Oozie workflows, coordinators and bundles are defined in XML files. You can find the following example at `stack-examples/oozieexmaple/workflow.xml` file at stack-examples repository:

In [None]:
cd ~/work/examples/oozieexample/

This workflow defines three actions:

* The first action defines a file system action (fs) for clearing the output paths and avoid future errors.

* The second one defines the Pig script for aggregating data (*stack-examples/pigexample/yelp_business.pig*).

* The third one defines the Spark job for filtering data (*stack-examples/oozieexample/spark.py*).

### File System action

This action clears paths used by other tasks as output to avoid errors.

```xml
<action name="fs_1">
  <fs>
    <name-node>${nameNode}</name-node>
    <delete path="/user/${user}/${examplesRoot}/pig-output"></delete>
    <delete path="/user/${user}/${examplesRoot}/spark-oozie-output"></delete>
  </fs>
  <ok to="pig_1"/>
  <error to="pig_1"/>
</action>
```

As can be seen, every action has certain XML nodes and attributes:

* **action:** represents the action to be defined.
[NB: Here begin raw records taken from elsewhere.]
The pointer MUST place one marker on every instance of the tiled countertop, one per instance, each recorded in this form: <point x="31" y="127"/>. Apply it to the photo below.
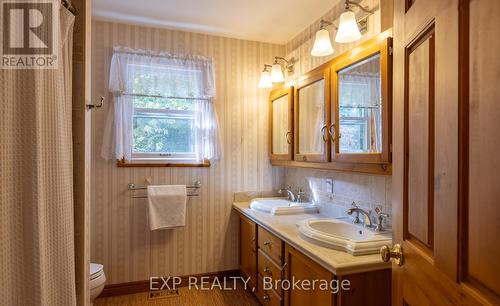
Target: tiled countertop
<point x="284" y="227"/>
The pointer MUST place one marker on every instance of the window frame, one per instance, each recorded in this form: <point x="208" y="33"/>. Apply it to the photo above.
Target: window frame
<point x="172" y="157"/>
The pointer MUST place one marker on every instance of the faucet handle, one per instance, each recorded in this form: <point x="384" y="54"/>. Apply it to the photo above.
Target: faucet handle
<point x="300" y="195"/>
<point x="380" y="219"/>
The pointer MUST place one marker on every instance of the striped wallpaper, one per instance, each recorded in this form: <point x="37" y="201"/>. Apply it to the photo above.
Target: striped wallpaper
<point x="121" y="240"/>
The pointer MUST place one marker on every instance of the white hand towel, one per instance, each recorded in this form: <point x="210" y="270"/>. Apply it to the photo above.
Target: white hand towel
<point x="167" y="206"/>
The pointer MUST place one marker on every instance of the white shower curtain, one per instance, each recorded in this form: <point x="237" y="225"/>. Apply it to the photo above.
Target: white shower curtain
<point x="36" y="182"/>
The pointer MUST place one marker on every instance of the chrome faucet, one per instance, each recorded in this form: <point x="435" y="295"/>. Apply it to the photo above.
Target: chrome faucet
<point x="289" y="193"/>
<point x="367" y="220"/>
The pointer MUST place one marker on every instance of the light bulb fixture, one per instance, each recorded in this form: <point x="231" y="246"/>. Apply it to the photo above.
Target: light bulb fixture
<point x="322" y="43"/>
<point x="277" y="75"/>
<point x="265" y="78"/>
<point x="348" y="27"/>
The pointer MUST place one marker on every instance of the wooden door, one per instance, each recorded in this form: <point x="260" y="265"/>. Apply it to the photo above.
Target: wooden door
<point x="248" y="249"/>
<point x="300" y="267"/>
<point x="445" y="157"/>
<point x="312" y="116"/>
<point x="281" y="124"/>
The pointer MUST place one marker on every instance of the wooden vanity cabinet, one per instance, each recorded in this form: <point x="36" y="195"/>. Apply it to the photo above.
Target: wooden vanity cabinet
<point x="248" y="249"/>
<point x="281" y="124"/>
<point x="264" y="255"/>
<point x="312" y="117"/>
<point x="300" y="267"/>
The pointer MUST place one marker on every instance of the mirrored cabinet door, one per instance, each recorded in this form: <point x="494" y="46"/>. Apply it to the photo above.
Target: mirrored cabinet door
<point x="281" y="124"/>
<point x="312" y="116"/>
<point x="362" y="102"/>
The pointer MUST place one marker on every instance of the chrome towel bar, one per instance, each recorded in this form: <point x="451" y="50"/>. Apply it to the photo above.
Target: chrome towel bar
<point x="193" y="190"/>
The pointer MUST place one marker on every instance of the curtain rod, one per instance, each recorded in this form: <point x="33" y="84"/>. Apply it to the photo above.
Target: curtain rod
<point x="127" y="50"/>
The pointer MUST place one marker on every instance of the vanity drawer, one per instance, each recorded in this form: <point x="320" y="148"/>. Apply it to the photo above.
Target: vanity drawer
<point x="271" y="245"/>
<point x="267" y="268"/>
<point x="267" y="297"/>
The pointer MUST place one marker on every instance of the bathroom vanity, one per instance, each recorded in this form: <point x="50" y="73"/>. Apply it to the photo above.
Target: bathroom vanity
<point x="272" y="248"/>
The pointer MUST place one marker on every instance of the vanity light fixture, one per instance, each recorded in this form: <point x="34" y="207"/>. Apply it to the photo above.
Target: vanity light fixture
<point x="348" y="27"/>
<point x="322" y="43"/>
<point x="348" y="30"/>
<point x="276" y="74"/>
<point x="265" y="78"/>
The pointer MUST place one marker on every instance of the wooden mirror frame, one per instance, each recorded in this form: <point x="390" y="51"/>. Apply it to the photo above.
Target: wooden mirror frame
<point x="309" y="79"/>
<point x="275" y="95"/>
<point x="358" y="54"/>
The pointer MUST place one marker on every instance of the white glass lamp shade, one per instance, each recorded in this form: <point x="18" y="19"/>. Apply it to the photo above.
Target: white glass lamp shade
<point x="277" y="74"/>
<point x="348" y="28"/>
<point x="265" y="80"/>
<point x="322" y="44"/>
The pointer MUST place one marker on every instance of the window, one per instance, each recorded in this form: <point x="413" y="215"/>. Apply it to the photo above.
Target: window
<point x="163" y="109"/>
<point x="163" y="127"/>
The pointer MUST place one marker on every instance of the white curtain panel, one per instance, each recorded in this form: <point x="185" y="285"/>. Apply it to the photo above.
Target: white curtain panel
<point x="37" y="255"/>
<point x="147" y="73"/>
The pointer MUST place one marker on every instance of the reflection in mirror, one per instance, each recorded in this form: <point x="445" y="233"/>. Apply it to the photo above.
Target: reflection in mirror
<point x="360" y="107"/>
<point x="311" y="118"/>
<point x="280" y="125"/>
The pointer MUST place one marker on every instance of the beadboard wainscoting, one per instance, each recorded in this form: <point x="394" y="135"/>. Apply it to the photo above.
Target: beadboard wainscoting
<point x="121" y="239"/>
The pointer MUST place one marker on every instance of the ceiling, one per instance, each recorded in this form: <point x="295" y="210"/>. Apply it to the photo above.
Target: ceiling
<point x="275" y="21"/>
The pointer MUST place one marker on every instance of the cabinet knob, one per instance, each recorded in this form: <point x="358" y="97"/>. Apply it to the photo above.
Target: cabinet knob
<point x="331" y="131"/>
<point x="324" y="134"/>
<point x="396" y="252"/>
<point x="287" y="136"/>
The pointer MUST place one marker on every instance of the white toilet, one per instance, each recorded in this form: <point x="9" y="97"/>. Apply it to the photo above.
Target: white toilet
<point x="97" y="280"/>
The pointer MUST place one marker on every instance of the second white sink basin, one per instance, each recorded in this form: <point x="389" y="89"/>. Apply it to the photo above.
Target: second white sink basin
<point x="344" y="236"/>
<point x="279" y="206"/>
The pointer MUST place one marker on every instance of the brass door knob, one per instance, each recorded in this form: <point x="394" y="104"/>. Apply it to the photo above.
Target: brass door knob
<point x="395" y="252"/>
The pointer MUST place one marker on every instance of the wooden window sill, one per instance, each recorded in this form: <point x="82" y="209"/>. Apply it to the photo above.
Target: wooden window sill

It has to be named using name attribute.
* **type:** the type of action, in this case fs.
* **ok and error:** they represent the flow in case of a successful or a failed result.

In addition to those properties and the ones owned by the specific action, if the action needs to interact with other components like HDFS Namenode or YARN Jobtracker, they must be defined too.

### Pig action

This action executes a Pig script.

```xml
<action name="pig_1">
  <pig>
    <job-tracker>${jobTracker}</job-tracker>
    <name-node>${nameNode}</name-node>
    <script>/user/${user}/${examplesRoot}/yelp_business.pig</script>
    <argument>-param</argument>
    <argument>output_dir=/user/${user}/${examplesRoot}/pig-output</argument>
  </pig>
  <ok to="spark_1"/>
  <error to="kill"/>
</action>
```

### Spark action

This action executes a Spark script.

```xml
<action name="spark_1">
  <spark
    xmlns="uri:oozie:spark-action:0.2">
    <job-tracker>${jobTracker}</job-tracker>
    <name-node>${nameNode}</name-node>
    <master>yarn-cluster</master>
    <name>${user}SparkOozieTest</name>
    <jar>${nameNode}/user/${user}/${examplesRoot}/spark.py</jar>
    <arg>--app_name=${user}SparkOozieExample</arg>
    <arg>--username=${user}</arg>
    <arg>--example_dir=${examplesRoot}</arg>
  </spark>
  <ok to="end"/>
  <error to="kill"/>
</action>
```

In addition to the action, you must declare the following global configuration atributes.

```xml
<global>
  <configuration>
    <property>
      <name>oozie.use.system.libpath</name>
      <value>true</value>
    </property>
    <property>
      <name>oozie.action.sharelib.for.spark</name>
      <value>spark2</value>
    </property>
  </configuration>
</global>
```

## Oozie Job Properties

In addition to the *workflow.xml* file, the job.properties file declares the parameters and variables used by the Oozie job:

```data
nameNode=hdfs://master.edincubator.eu:8020
jobTracker=master.edincubator.eu:8050
master=yarn-cluster
examplesRoot=oozie-example
user=<username>
oozie.use.system.libpath=true
oozie.wf.application.path=${nameNode}/user/${user.name}/${examplesRoot}/
```

## Executing the workflow

For executing the workflow, you must follow those steps:

In [None]:
cd ~/work/examples/oozieexample
hdfs dfs -mkdir /user/$USERNAME/oozie-example
hdfs dfs -put workflow.xml /user/$USERNAME/oozie-example
hdfs dfs -put ../pigexample/yelp_business.pig /user/$USERNAME/oozie-example
hdfs dfs -put ../pigexample/yelp_business.pig /user/$USERNAME/oozie-example
oozie job -oozie http://master.edincubator.eu:11000/oozie -config job.properties -run

You can check the status of the job using *oozie jobs* command:

In [None]:
oozie jobs -oozie http://master.edincubator.eu:11000/oozie

You can check logs from a job using *oozie job -log* command

In [None]:
oozie job -oozie http://master.edincubator.eu:11000/oozie -log <oozie_job_id>

When Oozie job finishes, you can check its results at `/user/<username>/oozie-example/spark-oozie-output`.